Consider this snippet:

void foo(const int&);

int bar();

int test1()
{
    int x = bar();
    int y = x;
    foo(x);
    return x - y;
}

int test2()
{
    const int x = bar();
    const int y = x;
    foo(x);
    return x - y;
}

In my understanding of the standard, neither x nor y are allowed to be changed by foo in test2, whereas they could be changed by foo in test1 (with e.g. a const_cast to remove const from the const int& because the referenced objects aren't actually const in test1).

Now, neither gcc nor clang nor MSVC seem to optimize test2 to foo(bar()); return 0;, and I can understand that they do not want to waste optimization passes on an optimization that only rarely applies in practice.

But am I at least correct in my understanding of this situation, or am I missing some legal way for x to be modified in test2?

Answer 1

The standard says in [dcl.type.cv]:

Except that any class member declared mutable […] can be modified, any attempt to modify […] a const object […] during its lifetime […] results in undefined behavior.
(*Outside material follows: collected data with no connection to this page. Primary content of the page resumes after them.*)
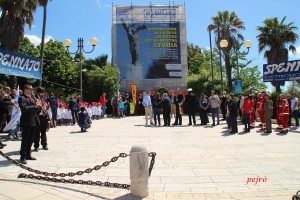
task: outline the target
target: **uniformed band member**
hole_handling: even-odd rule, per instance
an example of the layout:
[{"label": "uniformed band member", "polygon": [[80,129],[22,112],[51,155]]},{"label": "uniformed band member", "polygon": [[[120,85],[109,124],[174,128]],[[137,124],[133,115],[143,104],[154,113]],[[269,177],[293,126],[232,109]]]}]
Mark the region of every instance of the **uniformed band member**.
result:
[{"label": "uniformed band member", "polygon": [[230,134],[238,133],[238,127],[237,127],[237,116],[238,116],[238,107],[237,103],[234,100],[234,94],[230,94],[228,97],[228,122],[229,127],[231,127]]},{"label": "uniformed band member", "polygon": [[281,97],[279,95],[277,97],[277,102],[276,102],[276,121],[278,124],[278,127],[276,127],[276,129],[282,129],[281,117],[279,117],[280,107],[282,107],[282,106],[281,106]]},{"label": "uniformed band member", "polygon": [[37,89],[37,95],[36,101],[39,102],[41,105],[41,112],[39,113],[40,118],[40,124],[36,126],[36,134],[34,138],[34,149],[35,151],[39,150],[40,146],[40,139],[41,139],[41,145],[43,146],[44,150],[48,150],[48,144],[47,144],[47,125],[48,125],[48,113],[47,113],[47,103],[45,102],[44,98],[45,89],[42,87],[39,87]]},{"label": "uniformed band member", "polygon": [[260,99],[258,99],[258,104],[260,105],[260,107],[258,108],[258,115],[259,115],[259,119],[261,121],[262,124],[262,128],[260,130],[264,131],[265,127],[266,127],[266,123],[265,123],[265,91],[261,92],[261,97]]},{"label": "uniformed band member", "polygon": [[288,100],[283,94],[280,95],[280,104],[279,104],[279,119],[282,124],[282,131],[280,133],[288,133],[289,125],[289,116],[290,116],[290,106]]},{"label": "uniformed band member", "polygon": [[40,124],[38,114],[41,112],[41,106],[32,95],[32,86],[26,84],[24,93],[18,100],[21,109],[20,126],[22,127],[21,142],[21,163],[27,164],[26,160],[36,160],[31,156],[31,146],[33,144],[36,126]]},{"label": "uniformed band member", "polygon": [[264,110],[265,110],[265,123],[266,123],[266,131],[265,133],[272,133],[272,115],[273,115],[273,101],[269,98],[270,94],[266,93],[264,95]]},{"label": "uniformed band member", "polygon": [[208,108],[208,98],[202,92],[199,100],[199,113],[200,113],[200,120],[201,125],[207,125],[209,123],[208,116],[207,116],[207,108]]},{"label": "uniformed band member", "polygon": [[161,102],[163,109],[164,126],[170,126],[171,121],[171,100],[167,93],[164,93],[164,99]]}]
It is also not possible to make this defined by ending the lifetime of the object prematurely, according to [basic.life]:

Creating a new object within the storage that a const complete object with […] automatic storage duration occupies, or within the storage that such a const object used to occupy before its lifetime ended, results in undefined behavior.

This means that the optimization of x - y to zero is valid because any attempt to modify x in foo would result in undefined behavior.

The interesting question is if there is a reason for not performing this optimization in existing compilers. Considering that the const object definition is local to test2 and the fact is used within the same function, usual exceptions such as support for symbol interposition do not apply here.